Fast forward to today, some five years later, with microservice deployments exploding the scale footprint and diversity for monitoring – both metrics data and logs. PaaS services like Heroku’s add-on marketplace and AWS feature gaps giving services like Splunk, DataDog, New Relic, or DynaTrace a chance to exist, grow, and evolve into powerful tool sets. The open source/DIY side also exploded with the ELK stack, Graphite, Nagios, InfluxData, and Zenoss all mixing open source and commercially supported projects. Most recently tooling like Prometheus, Grafana, InfluxDB or James Turnbull’s book on the Art of Monitoring (including Riemann) have been grabbing a lot of attention, very deservedly so.

What caught my eye (and incited this post) is Prometheus’s advances, now released as 1.0 (although they’ve been pretty damn stable for a while). They followed the same keep-it-simple poll/scraping path that we did back at Disney, and have some blog posts related to scaling in that configuration. I have personally come to favor direct event driven reactions to reduce the cascade of added latencies and race conditions that you get the polling, but for the trailing-response sort of monitoring mechanisms, you can’t argue with their success and ability to scale it.

Most interestingly to me, they are implicitly encouraging a change in the scope of the problem. While they can scale to the “Missouri River in ’93” floods of data that monitoring an entire datacenter can deliver, they’ve defaulted to scoping down to the default area they’re covering to a complex application/service made up of microservices. One per, thank you very much. Prometheus is solved the setup and configuration problem by embedded into the Kubernetes service discovery mechanisms. As it changes its pods, data collection keeps rolling in as new individual services are added and removed. I suspect comparable orchestrastion technologies like Docker swarm, Terraform, and Marathon have similiar mechanisms, and AWS CloudFormation has included simple monitoring/alerting for ages within their basic API.

It still means another API to write to/work with – alert templates and such – and the client libraries that are available are the real win – available in any one of the major languages you might use in even the most diverse polyglot development environments. It’s the second most important component in the orchestration game – just getting the service up and running being the first.

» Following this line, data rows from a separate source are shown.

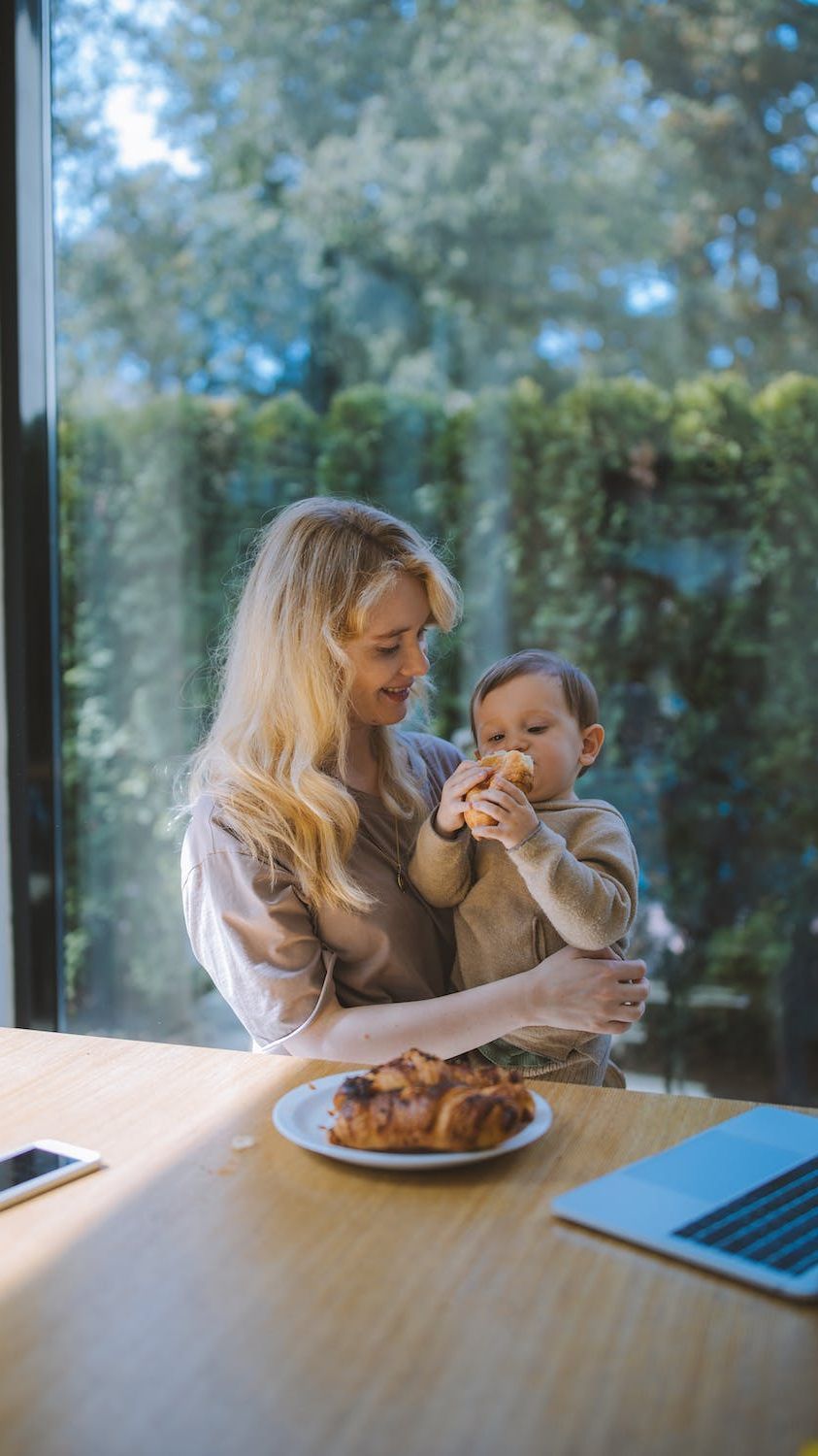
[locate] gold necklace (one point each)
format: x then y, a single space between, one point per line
399 867
395 861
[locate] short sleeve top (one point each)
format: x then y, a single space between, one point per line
277 958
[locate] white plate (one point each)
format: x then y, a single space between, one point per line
303 1115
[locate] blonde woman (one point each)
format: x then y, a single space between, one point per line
306 798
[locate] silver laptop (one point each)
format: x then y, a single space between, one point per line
741 1200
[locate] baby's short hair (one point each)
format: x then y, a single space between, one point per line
576 686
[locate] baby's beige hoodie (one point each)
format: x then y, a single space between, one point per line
573 881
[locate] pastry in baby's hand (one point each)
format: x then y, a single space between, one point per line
418 1104
517 768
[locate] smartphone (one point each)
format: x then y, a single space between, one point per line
38 1167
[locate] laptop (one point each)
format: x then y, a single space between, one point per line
739 1199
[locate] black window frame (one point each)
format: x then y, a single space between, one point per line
31 568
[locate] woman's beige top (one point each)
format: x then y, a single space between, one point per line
277 958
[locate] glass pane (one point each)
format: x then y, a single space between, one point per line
540 279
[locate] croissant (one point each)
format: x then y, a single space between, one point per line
517 768
418 1103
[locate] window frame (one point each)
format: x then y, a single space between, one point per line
31 582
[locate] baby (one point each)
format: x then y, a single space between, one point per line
550 871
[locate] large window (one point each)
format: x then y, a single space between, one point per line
540 277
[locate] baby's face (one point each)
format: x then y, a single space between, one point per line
530 713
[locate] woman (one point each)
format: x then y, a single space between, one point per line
306 801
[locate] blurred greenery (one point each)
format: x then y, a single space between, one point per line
434 194
540 277
667 541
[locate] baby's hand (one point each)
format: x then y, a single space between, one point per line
453 795
508 806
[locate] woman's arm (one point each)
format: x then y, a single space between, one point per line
262 952
570 989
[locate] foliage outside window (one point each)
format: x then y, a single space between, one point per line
538 277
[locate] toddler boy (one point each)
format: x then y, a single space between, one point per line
552 871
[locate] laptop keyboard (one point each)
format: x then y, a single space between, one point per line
776 1223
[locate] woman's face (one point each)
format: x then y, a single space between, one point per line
390 654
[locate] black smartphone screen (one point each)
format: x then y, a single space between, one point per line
32 1162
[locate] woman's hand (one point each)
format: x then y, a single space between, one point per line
448 817
515 818
587 990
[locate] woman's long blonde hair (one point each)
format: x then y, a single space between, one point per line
276 754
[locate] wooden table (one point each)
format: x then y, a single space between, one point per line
192 1299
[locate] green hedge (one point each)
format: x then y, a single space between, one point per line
667 542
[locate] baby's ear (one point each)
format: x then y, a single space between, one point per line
593 740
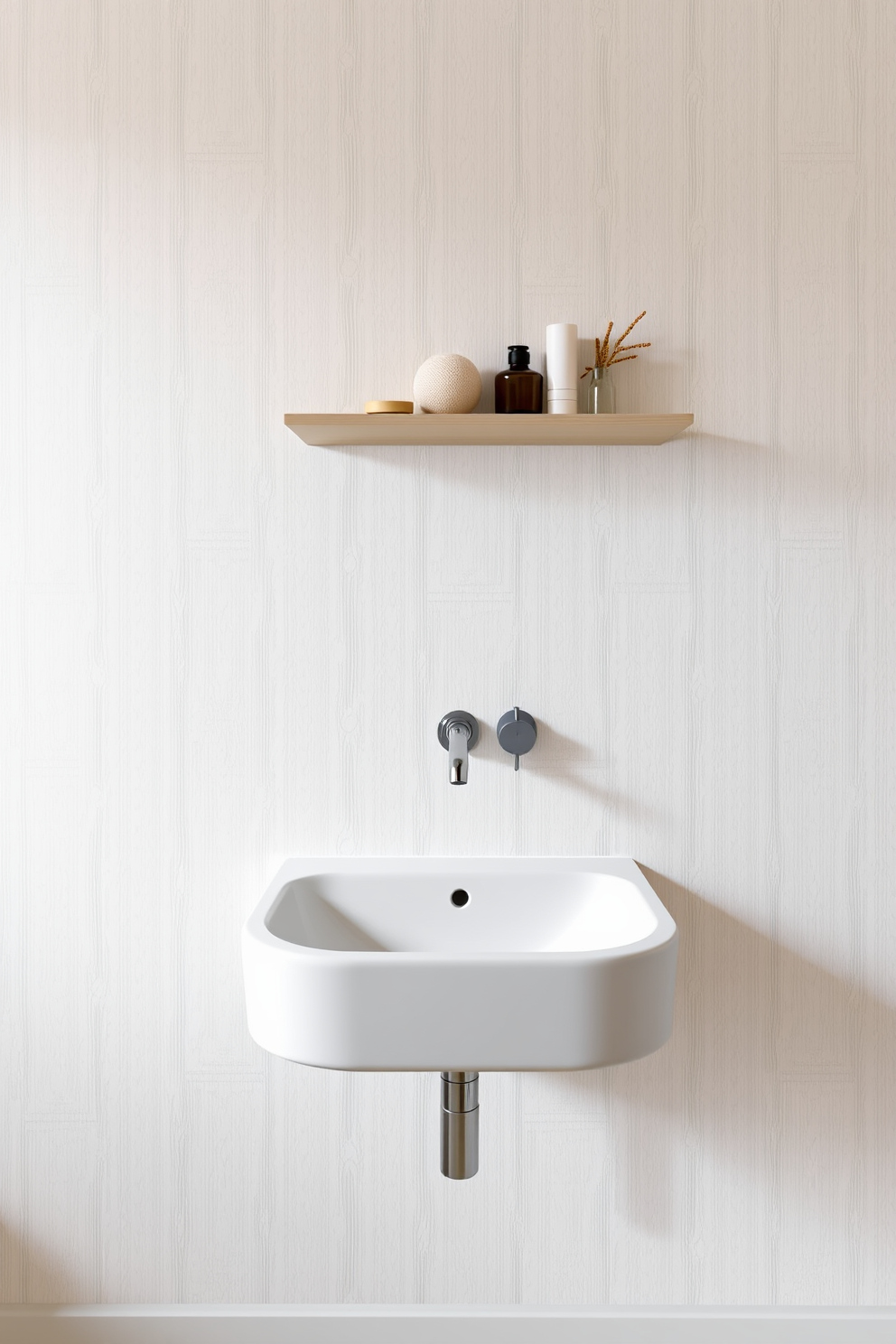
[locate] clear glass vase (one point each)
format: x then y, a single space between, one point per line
600 393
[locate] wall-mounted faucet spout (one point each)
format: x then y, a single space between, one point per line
458 734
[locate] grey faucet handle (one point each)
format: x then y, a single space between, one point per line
458 734
518 733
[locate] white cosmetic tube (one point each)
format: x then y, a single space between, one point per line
562 358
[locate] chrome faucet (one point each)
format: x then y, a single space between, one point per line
458 734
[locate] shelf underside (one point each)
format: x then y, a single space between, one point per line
411 430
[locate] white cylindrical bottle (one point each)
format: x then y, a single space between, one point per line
563 378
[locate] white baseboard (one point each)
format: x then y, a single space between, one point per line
443 1325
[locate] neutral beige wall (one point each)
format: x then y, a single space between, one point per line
220 647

This is taking a datacenter API concept and scaling it down so that it can run on a laptop for the developer. Prometheus, Kubernetes or Docker, etc – can all be run locally so you can instrument your application while you’re writing it, get real-time feedback on what and how its doing while you develop. Rather than just deploying your code, you can deploy your code next to an ELK stack configured for your services, and now monitoring with Prometheus as well.

This is the sort of functionality that I expect a Platform as a Service (Heroku, CloudFoundry, OpenShift, etc) to provide. Clear APIs and functionality to capture metrics and logs from my running application, to the point that you could create integration testing bound into these services. In my ideal world, these tools can capture and benchmark resource utilization during functional integration and regression tests, to annotate the pass/fail markers and acually provide, you know, metrics against which you can optimize and base real development decisions (which are also business decisions if you’re doing it right).

The closer we can move the detail needed to run an application “in production” to the developer, the bigger the win – all the details of testing, validation, and operational performance need to be at hand, as well as a clear means of using them.